光の中で 16
「氷魚舞さん、日本」
多くの日本国旗に迎えられながら、わたしはリンクに飛び出した。緊張もしている、プレッシャーだってある、不安なんていくつ挙げてもキリがない。だけど、心は晴れやかだった。
6分間練習の感触もかなり良かった。最終グループの第2滑走という順番もなかなか良い。あとは音楽を聴いて、楽しむだけ。
曲がかかる。激しい和音のぶつかり合い。音に合わせたエッジワークも我ながら出来ている。物事を俯瞰する冷静さも欠いていない。大丈夫、できる。
月光の第3楽章は葛藤だと直感で思った。様々な相対する感情が激しく交差し、ぶつかり、渦巻く。スケートから離れたいと思ったあの時、スケートに対する好きという気持ちは拭えなかった。離れたいのに離れられない。あれもまさしく葛藤だった。
フリーで演じるトゥーランドットもきっとそうだったのだろう。人を愛したいのに愛せない、愛す方法が分からない。人を傷付け、自分も傷付き、引き返せなくなった結果自分を見失ってしまった。トゥーランドットにとって、夜明けとはどんな存在だったのだろうか。勝利を確信したカラフは、早く夜が明けろと歌い上げた。じゃあトゥーランドットは? 悩んでいたのだろうか。早く夜が明けて欲しい自分と、まだ夜が明けて欲しくない自分が混在した心に戸惑っただろうか。
夜明け。それは月と太陽の主導権が入れ替わる瞬間。東の空が白み始める静謐で壮大な。
わたしの上ではまだ月が主導権を握っている。歩けど歩けど頭の上には月が浮かび、わたしの足元に影を落とす。爛々と輝くソレに不安を覚える日もあるけれど、安堵を覚える日もあったりする。
泣いて、悩んで、足掻いて。ゆっくりと頭を上げた先に見えたのが綺麗な朝日だったなら、どんなに良いだろう。雲の切れ間から光が射す光景をわたしなら一生忘れない。網膜に焼き付いて離れない。わたしはここに生きているのだと声高に叫びたい衝動に駆られる。
その景色を見る為に、行く当てのない暗がりをただひたすら歩き続ける。歩き続けたい。その先にある景色が見たいから。
「______っ!」
音楽が止まる。肺に空気をいっぱい吸って、脳に酸素を送り込んだ。弾けるような拍手が降り注ぐ。
でもまだきっと、足りない。どこからか確信が湧いてきた。悔しさは残りつつも自己否定に走ることはなかった。それはきっと、楽しかったからだ。

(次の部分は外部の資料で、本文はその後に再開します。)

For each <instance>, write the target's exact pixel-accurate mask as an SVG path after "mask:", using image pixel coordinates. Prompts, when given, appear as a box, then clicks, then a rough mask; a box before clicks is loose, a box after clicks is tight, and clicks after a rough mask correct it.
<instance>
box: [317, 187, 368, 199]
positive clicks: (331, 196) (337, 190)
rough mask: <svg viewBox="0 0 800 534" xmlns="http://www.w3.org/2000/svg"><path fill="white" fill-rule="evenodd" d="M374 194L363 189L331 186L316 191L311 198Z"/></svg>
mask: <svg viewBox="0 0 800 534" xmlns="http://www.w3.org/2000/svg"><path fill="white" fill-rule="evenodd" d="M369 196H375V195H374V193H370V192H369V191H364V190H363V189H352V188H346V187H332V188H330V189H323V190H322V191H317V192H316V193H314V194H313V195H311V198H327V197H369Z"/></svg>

ああ、やっぱりわたしはスケートが好きだ。大好きだ。許されるならばそう、叫びたかった。
景湖は笑顔で出迎えてくれた。彼女が広げた腕の中に自然と潜り込み、彼女の温もりを感じた。サボンのような上品な香りが鼻腔をくすぐった。
「おかえり。なんか楽しそうだったね」
「……楽しかったです、うん。物凄く」
景湖の腕の中から離れ、エッジカバーを受け取る。リンクでは東雲詩音が本番に備えて準備をしている。頑張れ、と心の中で声援を送ってキスクラに移動した。
「氷魚舞さんの得点、75.50」
公式的にパーソナルベストは更新出来たものの、目指していた76.38には届かなかった。会場は拍手と歓声に包まれるが、景湖は「あちゃー」と顔を顰める。
「思ったより伸びなかったねえ」
「コンビネーションで若干もたつきましたからね」
「あと最後のスピンのポジションね。伸び代あるってことだ。元気出しな」
「落ち込んでませんって」
景湖の打ち出した目標は達成出来なかったが、わたしはこの月光に満足していた。まだまだ改善すべき点はあるが、ようやくスタート位置につけたというところだろうか。
ファイナルの背中が見えてきた。同時に、わたしが決断すべきことのタイムリミットも迫っていた。